FREMONT, Calif. Credence Systems Corp., a seller of semiconductor test tools, is pushing to expand in the fast-growing Chinese semiconductor manufacturing industry. The company is involved in several joint ventures with the Chinese government or with chip manufacturers, and is targeting the rapidly expanding segment of independent assembly and test houses.
"Historically, China has been a small share of the Asian semiconductor manufacturing market, but we see it growing now as fast as any other segment in the region," said Mark Faust, director of business development at Credence. "What's really exciting for us is the growth in the nascent subcontractor manufacturing services industry."
Faust described two waves of chip-making development in China. The first was characterized by joint ventures sponsored by the Chinese government, whereby American, Japanese and European chip companies were encouraged to open fabrication facilities in mainland China, enticed by generous tax incentives and cheap labor costs. In return for providing human capital, China got an inside look at the advanced technology required to produce semiconductors, while the chip companies were granted access to China's massive market for consumer-electronics devices.

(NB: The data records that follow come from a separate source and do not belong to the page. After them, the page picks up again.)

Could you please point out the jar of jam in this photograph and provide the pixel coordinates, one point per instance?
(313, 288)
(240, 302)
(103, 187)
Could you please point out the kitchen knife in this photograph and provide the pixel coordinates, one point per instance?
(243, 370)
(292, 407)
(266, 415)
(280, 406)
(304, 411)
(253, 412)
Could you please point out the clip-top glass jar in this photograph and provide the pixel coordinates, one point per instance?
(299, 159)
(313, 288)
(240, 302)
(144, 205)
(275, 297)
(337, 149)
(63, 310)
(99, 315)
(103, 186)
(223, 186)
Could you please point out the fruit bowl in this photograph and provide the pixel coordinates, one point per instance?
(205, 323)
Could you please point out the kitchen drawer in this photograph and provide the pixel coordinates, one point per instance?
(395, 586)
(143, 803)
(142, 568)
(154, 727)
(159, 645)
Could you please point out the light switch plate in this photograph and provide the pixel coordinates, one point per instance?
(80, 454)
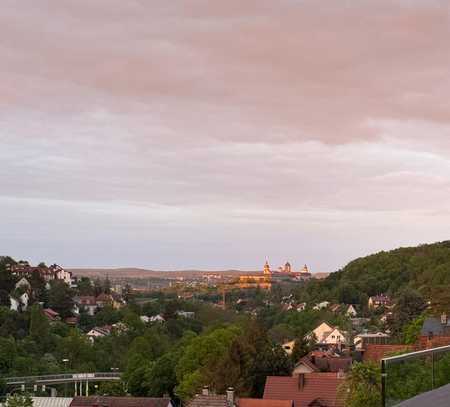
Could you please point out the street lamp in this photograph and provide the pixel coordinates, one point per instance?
(66, 363)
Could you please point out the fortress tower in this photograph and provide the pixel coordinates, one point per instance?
(266, 270)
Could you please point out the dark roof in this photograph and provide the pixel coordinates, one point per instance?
(210, 400)
(337, 364)
(433, 326)
(264, 403)
(307, 362)
(376, 352)
(323, 386)
(436, 398)
(119, 402)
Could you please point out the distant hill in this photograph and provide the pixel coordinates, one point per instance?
(144, 273)
(425, 268)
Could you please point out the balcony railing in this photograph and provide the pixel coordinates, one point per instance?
(408, 375)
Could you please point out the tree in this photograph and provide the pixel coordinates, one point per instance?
(301, 348)
(193, 367)
(161, 377)
(362, 387)
(39, 328)
(408, 306)
(60, 298)
(19, 400)
(112, 389)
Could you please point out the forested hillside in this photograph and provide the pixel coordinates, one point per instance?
(425, 268)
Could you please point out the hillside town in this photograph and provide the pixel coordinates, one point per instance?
(315, 364)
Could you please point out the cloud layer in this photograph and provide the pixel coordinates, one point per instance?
(214, 134)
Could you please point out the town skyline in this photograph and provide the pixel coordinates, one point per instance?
(211, 135)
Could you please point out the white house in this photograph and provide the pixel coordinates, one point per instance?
(157, 318)
(361, 340)
(186, 314)
(321, 305)
(20, 303)
(23, 283)
(335, 337)
(320, 333)
(288, 347)
(98, 332)
(301, 306)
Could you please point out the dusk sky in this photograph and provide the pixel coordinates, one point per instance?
(218, 133)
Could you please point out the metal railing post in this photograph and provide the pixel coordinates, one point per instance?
(383, 383)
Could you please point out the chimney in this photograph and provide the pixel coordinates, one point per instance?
(230, 397)
(301, 381)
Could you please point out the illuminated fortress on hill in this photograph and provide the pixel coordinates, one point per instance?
(269, 277)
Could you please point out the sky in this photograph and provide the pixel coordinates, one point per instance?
(216, 134)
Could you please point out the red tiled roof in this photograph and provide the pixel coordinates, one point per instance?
(337, 364)
(51, 314)
(209, 400)
(119, 402)
(104, 298)
(375, 352)
(86, 300)
(323, 386)
(264, 403)
(434, 342)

Faust said the Chinese are now starting to apply knowledge learned in the first wave to a second wave of chip-making infrastructure development, as evidenced by the opening of test and assembly houses. This latest market, which competes with other assembly and test operations on the basis of cost and throughput, is tailor-made for Credence, which claims the industry's lowest cost-of-test, according to Faust. With a foothold in this emerging market, Credence expects to see its tester sales swell as more fabs begin pumping out more chips in China over the next decade.
"Credence will definitely be able to sell over there, because they are strong in the low end of the test market," said Dan Hutcheson, president of VLSI Research Inc. (San Jose, Calif.). "The Chinese chip-manufacturing market is expanding, and we tend to see that come up first in the back end, such as assembly and test houses."
Hutcheson said the Chinese equipment market acquired more than $1 billion in tools last year. That's only about a quarter of purchases from Taiwan, but represents the bulk of the Asian regional market excluding Taiwan, South Korea and Japan. The total world market for chip-making equipment last year was some $26.5 billion, so China accounted for nearly 4 percent of that.
Credence currently garners half its revenue from sales in Asia. Counting sales to companies buying gear for use at facilities in China, Credence ships 60 percent of its systems to that country. "I'm pretty bullish on China," said Faust. "It doesn't have the volume of Taiwan, but its growth rate is much higher."